What is a good budget for a first home? ›

A good rule of thumb for home much home you can afford, one way is to calculate your homebuying budget is the 28% rule. This rule states that your mortgage should not cost you more than 28% of your gross earnings each month.

What is a good size for a first house? ›

Square Footage

Visualizing the square feet of a room or house that matches your family size can help you choose the right home size. On average, the ideal square footage is about 600 – 700 square feet per person. That means a family of three will want a house that's at least 1,800 square feet.

What is the rule of thumb for buying a house? ›

For many first-time buyers, a good guideline is to look for a home that is about 3 to 5 times your household annual income. Key factors that may guide you to a higher or lower range could be your current debt situation, the general level of mortgage rates, and your household's expected future earnings power.

What is your first task when considering buying a home? ›

Financial Preparedness: Before diving into the home-buying process, it's imperative to assess your financial readiness.
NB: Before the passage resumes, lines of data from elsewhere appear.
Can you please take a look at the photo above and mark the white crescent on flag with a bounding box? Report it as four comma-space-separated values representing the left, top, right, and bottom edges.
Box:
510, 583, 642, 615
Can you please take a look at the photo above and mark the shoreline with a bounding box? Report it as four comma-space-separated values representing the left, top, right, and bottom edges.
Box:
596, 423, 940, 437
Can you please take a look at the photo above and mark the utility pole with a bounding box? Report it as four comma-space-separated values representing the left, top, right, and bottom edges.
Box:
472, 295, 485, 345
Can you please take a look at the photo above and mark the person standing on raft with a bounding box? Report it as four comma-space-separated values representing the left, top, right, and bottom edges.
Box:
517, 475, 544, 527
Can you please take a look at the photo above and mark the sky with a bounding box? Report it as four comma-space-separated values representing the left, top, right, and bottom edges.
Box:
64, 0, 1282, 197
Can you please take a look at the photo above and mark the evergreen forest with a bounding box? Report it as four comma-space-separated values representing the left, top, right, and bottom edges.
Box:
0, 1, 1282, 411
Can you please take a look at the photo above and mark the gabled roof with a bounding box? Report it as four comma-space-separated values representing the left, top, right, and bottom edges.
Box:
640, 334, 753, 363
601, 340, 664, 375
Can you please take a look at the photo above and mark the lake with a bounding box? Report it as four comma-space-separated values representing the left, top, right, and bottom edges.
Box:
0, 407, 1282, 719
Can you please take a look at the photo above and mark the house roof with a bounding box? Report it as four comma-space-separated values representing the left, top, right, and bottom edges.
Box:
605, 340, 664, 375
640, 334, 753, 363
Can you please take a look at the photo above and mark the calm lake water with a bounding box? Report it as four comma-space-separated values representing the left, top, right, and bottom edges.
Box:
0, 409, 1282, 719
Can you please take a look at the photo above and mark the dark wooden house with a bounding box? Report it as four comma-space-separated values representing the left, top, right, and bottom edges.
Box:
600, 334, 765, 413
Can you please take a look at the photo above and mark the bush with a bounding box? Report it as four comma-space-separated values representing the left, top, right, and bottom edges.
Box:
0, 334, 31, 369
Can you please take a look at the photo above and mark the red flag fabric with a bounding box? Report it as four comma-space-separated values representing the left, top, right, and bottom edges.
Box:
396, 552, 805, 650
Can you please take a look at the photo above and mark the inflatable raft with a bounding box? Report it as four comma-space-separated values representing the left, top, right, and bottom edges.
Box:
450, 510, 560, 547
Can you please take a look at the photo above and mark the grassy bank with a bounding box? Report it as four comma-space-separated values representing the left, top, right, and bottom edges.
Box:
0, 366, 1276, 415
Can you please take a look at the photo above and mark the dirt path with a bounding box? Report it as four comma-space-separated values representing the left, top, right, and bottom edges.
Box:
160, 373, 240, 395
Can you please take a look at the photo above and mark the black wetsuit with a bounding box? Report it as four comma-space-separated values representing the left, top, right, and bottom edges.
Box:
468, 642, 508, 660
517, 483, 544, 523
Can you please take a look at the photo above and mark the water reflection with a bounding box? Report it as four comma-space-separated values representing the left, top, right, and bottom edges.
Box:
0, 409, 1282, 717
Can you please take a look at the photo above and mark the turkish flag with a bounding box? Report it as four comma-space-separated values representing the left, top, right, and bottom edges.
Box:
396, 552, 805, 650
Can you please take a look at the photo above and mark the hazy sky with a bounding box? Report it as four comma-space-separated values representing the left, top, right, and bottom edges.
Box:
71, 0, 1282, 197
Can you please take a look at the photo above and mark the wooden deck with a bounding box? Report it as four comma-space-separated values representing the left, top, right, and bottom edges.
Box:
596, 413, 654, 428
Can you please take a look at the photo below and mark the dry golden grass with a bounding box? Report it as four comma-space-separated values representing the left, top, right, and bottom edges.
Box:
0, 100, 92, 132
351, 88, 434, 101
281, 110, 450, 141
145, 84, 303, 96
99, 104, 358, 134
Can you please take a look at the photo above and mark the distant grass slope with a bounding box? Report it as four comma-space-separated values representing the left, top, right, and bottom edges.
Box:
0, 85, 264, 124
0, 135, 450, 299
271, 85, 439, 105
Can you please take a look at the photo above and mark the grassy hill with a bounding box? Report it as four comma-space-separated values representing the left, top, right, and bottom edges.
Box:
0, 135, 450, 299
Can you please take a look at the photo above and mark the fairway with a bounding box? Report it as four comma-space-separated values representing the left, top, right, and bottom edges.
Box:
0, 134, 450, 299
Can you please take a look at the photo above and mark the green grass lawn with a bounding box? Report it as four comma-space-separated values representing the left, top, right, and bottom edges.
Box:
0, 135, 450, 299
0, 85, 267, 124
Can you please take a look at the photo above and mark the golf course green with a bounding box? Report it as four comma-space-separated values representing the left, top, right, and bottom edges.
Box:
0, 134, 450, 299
Begin by reviewing your credit score and addressing any outstanding debts. Lenders use your credit score to determine your eligibility for a mortgage and the interest rate you'll receive.

What credit score is needed to buy a house? ›

For a conventional mortgage in California, you typically need a minimum score of at least 600. If you qualify for certain government-backed loans, however, you may be able to buy a home with a score as low as 500.

How much should you put down on a house? ›

Typically, mortgage lenders want you to put 20 percent down on a home purchase because it lowers their lending risk. It's also a rule that most programs charge mortgage insurance if you put less than 20 percent down (though some loans avoid this). But it's not a rule that you must put 20 percent down.

What percentage range is a down payment usually? ›

Visit your My NerdWallet Settings page to see all the writers you're following. The median down payment for all home buyers is 15%, according to the National Association of Realtors (NAR). First-time buyers make smaller down payments: They put down a median 8%, compared to 19% for repeat buyers.